In this chapter, we will cover the following topics:

Network science

: Learn the history of the study of networks.

What is a network?

: Understand the fundamental concepts of network science.

What is NetworkX?

: Getting familiar with the NetworkX Python package.

Types of networks

: Meet common variants of networks, and understand their applications.

Your first network in NetworkX

: Try a simple example.

Network science

The origins of network science trace back to many different fields. For the most part, researchers in these fields developed the tools and methods of network science without much knowledge of how it was being applied in other fields. It may seem astonishing that scientists working independently in very different fields could develop tools and techniques similar enough to now be considered a single field.

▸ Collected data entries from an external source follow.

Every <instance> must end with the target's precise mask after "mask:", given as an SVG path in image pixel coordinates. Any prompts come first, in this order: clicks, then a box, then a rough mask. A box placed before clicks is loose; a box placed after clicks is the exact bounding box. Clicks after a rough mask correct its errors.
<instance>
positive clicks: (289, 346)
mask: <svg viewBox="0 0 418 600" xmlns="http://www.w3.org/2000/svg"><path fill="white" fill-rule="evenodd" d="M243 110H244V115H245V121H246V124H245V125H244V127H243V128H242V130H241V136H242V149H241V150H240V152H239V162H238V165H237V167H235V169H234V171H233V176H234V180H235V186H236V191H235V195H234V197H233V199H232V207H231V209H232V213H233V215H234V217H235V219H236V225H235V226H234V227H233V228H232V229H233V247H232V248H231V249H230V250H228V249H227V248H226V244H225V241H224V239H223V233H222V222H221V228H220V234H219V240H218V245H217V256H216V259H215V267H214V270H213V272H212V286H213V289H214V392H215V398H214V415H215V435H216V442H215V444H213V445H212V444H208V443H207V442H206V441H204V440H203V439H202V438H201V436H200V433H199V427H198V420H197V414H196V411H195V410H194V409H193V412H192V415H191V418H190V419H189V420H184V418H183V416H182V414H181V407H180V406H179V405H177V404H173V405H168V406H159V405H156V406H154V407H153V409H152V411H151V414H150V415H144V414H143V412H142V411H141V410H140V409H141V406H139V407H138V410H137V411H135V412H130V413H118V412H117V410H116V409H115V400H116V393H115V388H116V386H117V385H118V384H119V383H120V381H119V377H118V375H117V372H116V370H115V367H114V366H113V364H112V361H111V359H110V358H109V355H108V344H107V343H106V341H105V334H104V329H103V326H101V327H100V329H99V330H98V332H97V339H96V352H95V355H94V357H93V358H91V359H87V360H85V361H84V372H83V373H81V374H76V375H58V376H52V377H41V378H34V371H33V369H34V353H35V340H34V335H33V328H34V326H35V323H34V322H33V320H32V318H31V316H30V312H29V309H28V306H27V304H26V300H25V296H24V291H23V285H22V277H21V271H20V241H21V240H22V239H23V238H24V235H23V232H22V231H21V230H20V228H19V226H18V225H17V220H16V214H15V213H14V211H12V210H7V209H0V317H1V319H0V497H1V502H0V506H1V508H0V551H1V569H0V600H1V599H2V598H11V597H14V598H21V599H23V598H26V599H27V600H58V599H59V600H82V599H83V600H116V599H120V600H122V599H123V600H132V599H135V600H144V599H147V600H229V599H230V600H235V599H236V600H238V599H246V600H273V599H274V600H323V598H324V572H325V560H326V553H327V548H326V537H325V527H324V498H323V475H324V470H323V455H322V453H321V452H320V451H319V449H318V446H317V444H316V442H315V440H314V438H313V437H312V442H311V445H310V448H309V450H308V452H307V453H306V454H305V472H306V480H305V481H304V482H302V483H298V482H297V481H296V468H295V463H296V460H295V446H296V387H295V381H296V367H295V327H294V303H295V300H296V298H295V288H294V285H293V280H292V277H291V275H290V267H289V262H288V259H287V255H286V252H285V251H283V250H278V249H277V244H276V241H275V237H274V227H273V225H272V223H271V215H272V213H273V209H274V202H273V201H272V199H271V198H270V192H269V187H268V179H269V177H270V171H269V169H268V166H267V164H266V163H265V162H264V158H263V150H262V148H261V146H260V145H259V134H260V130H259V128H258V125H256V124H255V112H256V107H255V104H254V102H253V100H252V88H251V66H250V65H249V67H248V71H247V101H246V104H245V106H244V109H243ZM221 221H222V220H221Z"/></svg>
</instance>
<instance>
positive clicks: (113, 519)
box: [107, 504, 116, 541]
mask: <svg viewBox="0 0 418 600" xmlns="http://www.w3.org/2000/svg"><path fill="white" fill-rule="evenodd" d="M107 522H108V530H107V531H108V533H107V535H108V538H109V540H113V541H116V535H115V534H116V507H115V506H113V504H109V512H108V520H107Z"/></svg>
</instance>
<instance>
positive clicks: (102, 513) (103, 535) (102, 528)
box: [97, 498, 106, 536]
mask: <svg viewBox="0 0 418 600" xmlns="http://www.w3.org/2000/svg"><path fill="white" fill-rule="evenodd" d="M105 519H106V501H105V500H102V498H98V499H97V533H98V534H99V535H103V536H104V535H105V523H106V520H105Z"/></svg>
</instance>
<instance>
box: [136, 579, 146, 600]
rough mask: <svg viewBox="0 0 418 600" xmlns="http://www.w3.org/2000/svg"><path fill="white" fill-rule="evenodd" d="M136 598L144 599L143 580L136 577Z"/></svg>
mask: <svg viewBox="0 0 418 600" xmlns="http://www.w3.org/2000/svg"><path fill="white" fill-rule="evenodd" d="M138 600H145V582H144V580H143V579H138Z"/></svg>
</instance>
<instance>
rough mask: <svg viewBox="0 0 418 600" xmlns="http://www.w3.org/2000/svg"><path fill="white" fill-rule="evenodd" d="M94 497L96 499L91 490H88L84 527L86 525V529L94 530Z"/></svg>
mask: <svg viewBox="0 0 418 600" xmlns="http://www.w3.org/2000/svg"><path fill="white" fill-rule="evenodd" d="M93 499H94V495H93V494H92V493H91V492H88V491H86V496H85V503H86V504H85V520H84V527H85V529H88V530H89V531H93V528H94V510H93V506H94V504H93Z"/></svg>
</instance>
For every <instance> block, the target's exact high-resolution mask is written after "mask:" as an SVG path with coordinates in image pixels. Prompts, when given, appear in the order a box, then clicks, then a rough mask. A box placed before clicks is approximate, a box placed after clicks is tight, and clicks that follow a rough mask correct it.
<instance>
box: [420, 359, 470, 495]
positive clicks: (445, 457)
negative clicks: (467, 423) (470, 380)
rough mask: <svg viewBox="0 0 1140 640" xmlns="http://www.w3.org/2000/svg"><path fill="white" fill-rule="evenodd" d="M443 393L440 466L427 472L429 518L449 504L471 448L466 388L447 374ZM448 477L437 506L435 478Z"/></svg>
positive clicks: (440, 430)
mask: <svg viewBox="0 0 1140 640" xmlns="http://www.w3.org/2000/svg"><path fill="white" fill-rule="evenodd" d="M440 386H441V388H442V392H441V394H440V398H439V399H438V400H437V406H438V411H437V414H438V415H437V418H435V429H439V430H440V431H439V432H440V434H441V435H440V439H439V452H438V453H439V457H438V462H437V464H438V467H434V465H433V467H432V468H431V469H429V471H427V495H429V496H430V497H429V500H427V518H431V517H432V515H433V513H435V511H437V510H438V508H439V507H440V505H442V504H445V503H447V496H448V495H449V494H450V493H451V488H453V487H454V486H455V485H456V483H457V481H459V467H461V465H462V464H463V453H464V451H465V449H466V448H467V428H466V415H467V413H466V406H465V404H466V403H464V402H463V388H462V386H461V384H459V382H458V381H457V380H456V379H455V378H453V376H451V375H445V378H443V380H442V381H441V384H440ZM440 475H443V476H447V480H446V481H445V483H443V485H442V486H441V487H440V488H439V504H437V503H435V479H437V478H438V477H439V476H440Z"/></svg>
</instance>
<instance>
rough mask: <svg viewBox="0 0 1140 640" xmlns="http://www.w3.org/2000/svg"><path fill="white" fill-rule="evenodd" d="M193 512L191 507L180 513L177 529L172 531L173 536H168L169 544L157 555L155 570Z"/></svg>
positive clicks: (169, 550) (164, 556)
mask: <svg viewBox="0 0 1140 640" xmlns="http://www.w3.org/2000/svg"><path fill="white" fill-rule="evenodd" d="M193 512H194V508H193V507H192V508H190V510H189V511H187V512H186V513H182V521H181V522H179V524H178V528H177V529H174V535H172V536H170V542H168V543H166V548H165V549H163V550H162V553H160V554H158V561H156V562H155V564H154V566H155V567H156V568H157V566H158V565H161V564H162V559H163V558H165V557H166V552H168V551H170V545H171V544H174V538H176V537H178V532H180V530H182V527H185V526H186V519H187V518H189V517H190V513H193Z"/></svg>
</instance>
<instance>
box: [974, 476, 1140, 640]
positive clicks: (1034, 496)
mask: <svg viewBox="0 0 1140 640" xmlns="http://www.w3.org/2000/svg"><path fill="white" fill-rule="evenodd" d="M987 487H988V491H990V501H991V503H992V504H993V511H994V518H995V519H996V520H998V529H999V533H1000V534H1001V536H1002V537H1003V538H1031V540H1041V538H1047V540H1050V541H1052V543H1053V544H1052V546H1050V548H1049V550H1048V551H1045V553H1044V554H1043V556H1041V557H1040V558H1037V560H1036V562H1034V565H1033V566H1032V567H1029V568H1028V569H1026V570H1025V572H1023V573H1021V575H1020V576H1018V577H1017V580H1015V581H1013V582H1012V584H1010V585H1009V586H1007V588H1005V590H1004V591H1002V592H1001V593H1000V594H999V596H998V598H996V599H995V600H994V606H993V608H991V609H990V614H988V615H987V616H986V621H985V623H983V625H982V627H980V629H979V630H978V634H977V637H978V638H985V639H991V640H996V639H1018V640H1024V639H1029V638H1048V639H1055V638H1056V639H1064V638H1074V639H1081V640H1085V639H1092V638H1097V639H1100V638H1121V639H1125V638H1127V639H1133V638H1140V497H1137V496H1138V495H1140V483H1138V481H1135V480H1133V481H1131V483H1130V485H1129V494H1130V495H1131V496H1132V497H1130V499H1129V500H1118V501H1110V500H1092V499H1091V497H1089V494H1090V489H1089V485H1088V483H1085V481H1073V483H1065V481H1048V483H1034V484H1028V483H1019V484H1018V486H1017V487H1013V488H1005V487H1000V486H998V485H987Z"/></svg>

How did this happen? The answer lies in one insight: sometimes, it is useful to study the relationships between things without worrying about the specifics of what those things are. Network scientists didn't study networks for their own sake* – they studied networks in order to better understand people, animal species, atoms, and so on. (* Except for mathematicians. We like to think about weird abstract concepts such as networks just for fun.)

When the specifics of the people/species/atoms being studied were abstracted away, seemingly different problems suddenly became very similar. And that's the power of network science; it provides a general language to talk about relationships and connections, allowing discoveries about one thing to be translated into useful information about many other types of things.

The history of network science

The earliest work recognizable as network science came from the branch of mathematics known as graph theory. Graph theory originated with Leonhard Euler's 1736 solution (Euler, 1953) to the seven bridges problem. At the time, the city of Königsberg, Prussia (now Kaliningrad, Russia) had seven bridges connecting the banks of the Pregel River to two islands (pictured as follows). It was not known whether it was possible to find a path through the city that crossed every bridge exactly once. Euler showed that it was impossible, and he did so using new methods that became the basis for graph theory, and later for network science.

The study of networks also has a rich history in sociology. The sociologists, Jacob L. Moreno and Helen Hall Jennings proposed tools for the quantitative study of interpersonal relationships, which they calledsociometry(Moreno & Jennings, 1934). These tools included thesociogram, a graphical representation of social networks very similar to the type of network diagrams currently in use.

When Moreno was hired by Fannie French Morse, superintendent of the New York Training School for Girls, to investigate a wave of runaways, it was sociograms that allowed him to visualize and communicate the nature of the social forces driving the runaways. Many of the tools used in modern network science—centrality, affiliation networks, community detection, and others—come from sociology. Over the past several decades, sociometry has branched into social network analysis, a rich and active subfield within network science.

Various other fields have found it useful to study network structure, and have shared their tools and findings with each other as part of the interdisciplinary complex systems community. Ecologists study food webs—relationships between predator and prey species. Biologists study networks of interactions between genes. Physicists study magnetic interactions between neighboring atoms in crystals. All of these fields are doing exciting work with network science.

And then, of course, there's the internet. The internet itself is literally a network—computers and routers connected to each other by copper wire, fiber optic cables, and so on. But, on top of that, the content on the internet is also networked. Links between web pages form networks, and online social networks allow people to interact by friending or following each other.